‘Make America Sick Again’: Dems blast passage of Trump admin’s smog bill
The Ozone Standards Implementation Act of 2017, which, if signed into law, would scrap the implementation of air pollution standards for the next eight years. The guidelines were issued by the Environmental Protection Agency (EPA) under President Barack Obama in 2015.
Those regulations reduced the allowed amount of ground-level ozone from 75 parts per billion (ppb) to 70 ppb.

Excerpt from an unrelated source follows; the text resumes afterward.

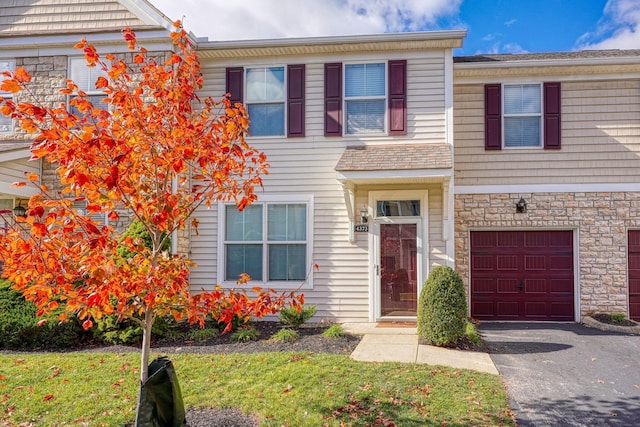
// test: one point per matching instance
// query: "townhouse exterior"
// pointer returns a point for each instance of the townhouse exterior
(390, 156)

“The bill would delay lifesaving protections against ozone pollution, exposing Americans to unnecessary pollution levels that will lead to asthma attacks and premature deaths that could have been prevented,” said Harold P. Wimmer, head of the American Lung Association, one of over a dozen health organizations opposing the bill.
Wimmer called it a “direct assault” on the right of Americans to breathe healthy air.
Several pro-business groups such as the American Petroleum Institute, the American Chemistry Council and the US Chamber of Commerce have predictably supported the legislation.
“This bill is about listening to job creators back home,” said its primary sponsor, Representative Pete Olson (R-Texas), who represents a district that depends on the oil and gas industry.
Stricter standards approved by Obama’s EPA would force American companies to invest billions in new pollution reduction measures, according to Olson.
“This is a blueprint to Make America Sick Again,” countered Democratic Rep. Gerald Connolly of Virginia, mocking Donald Trump’s campaign slogan.
The EPA under the previous administration estimated that it would cost $1.4 billion to meet the stricter standards, arguing, that the benefits for public health outweighed the price.
A bill, similar to the one passed by the House Tuesday, is advancing in the Republican-controlled Senate.
Earlier in July, the US Court of Appeals for the District of Columbia Circuit struck down the Trump administration’s 90-day suspension of Obama-era rules that limited methane and smog-forming pollutants emitted by oil and gas wells.
The court said the EPA under Trump could reconsider the rules but could not delay the date it begins.
Scott Pruitt, now the head of the EPA, previously sued the agency 14 times in his capacity as Oklahoma’s attorney general for its efforts to regulate mercury, smog and other forms of pollution.
Pruitt claimed the EPA overstepped its legal authority by saddling the fossil-fuel industry with unnecessary regulations.